When possible, we will provide the operative notes and pathology report from your previous tubal ligation surgery. This will provide important information to aid in determining if a potential tubal ligation reversal is right for the individual patient.

There are several factors that must be taken into consideration, as tubal ligation reversal is not appropriate for everyone. Factors include:

  • Overall health of patient
  • Age, weight and body mass index (BMI)
  • The type of tubal ligation previously performed: Cautery, Hulka Clip, Fallope Ring, Pomeroy, Essure, etc.
  • Remaining length of fallopian tubes
  • The extent of damage to the fallopian tubes
  • The condition of the fimbrial portion of the fallopian tube (area of fallopian tube closest to the ovaries)
  • Other fertility factors, such as results of a sperm analysis

What if tubal ligation reversal is not an option?

If there is too little fallopian tube left after a tubal ligation surgery, reversal may not be possible. If tubal ligation reversal is not an option, IVF is an acceptable alternative.

  • IVF involves retrieving mature eggs from the woman, fertilizing them with a man’s sperm in a laboratory dish and two to five days later the embryos are implanted in the uterus.
  • The national pregnancy rate average for IVF has been reported as high as 40–45 percent, depending on the women’s age.

Successful tubal ligation reversal

The procedure restores fertility in approximately 80 percent of cases. The success of tubal ligation reversal is dependent on several factors. The most successful tubal ligation reversals are seen in patients:

  • Who are younger than 40 years old.
  • Who have three or more inches of healthy fallopian remaining after tubal ligation.
  • With fallopian tubes that were originally blocked by clips, rings or minimally burned.

Even if the tubal reversal procedure is successful, you may need additional assistance to reach your goal of conceiving a child.
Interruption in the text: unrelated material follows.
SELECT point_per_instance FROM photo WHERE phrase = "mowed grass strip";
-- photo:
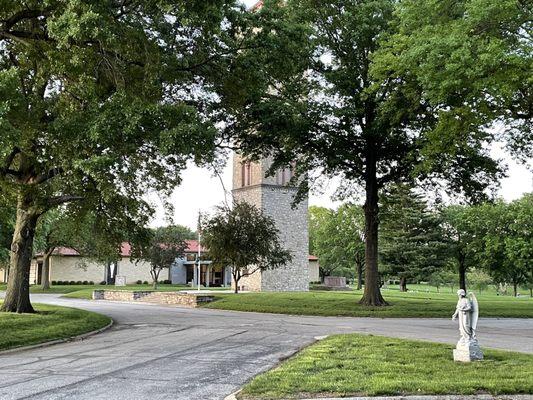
(49, 323)
(402, 305)
(360, 365)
Risks and side effects of tubal ligation reversal

  • Tubal ligation reversal procedure is conducted on an outpatient basis. Patients are usually discharged and sent home on the same day as their surgery.
  • With mini-laparotomy reversal, patients may return to their normal activities 4–5 days post-operatively, with full recovery taking up to 2 weeks.

Rare side effects of tubal ligation reversal surgery include:

  • Bleeding
  • Infections
  • Anesthetic complications
  • There is a 2–3 percent chance of ectopic pregnancy. This occurs when the fertilized egg implants outside of the uterus, usually within the fallopian tube.


Some insurance companies may cover a portion of the tubal ligation reversal. If your insurer is a carrier that will cover part of your surgical costs, please make sure they send the reimbursement check to you directly.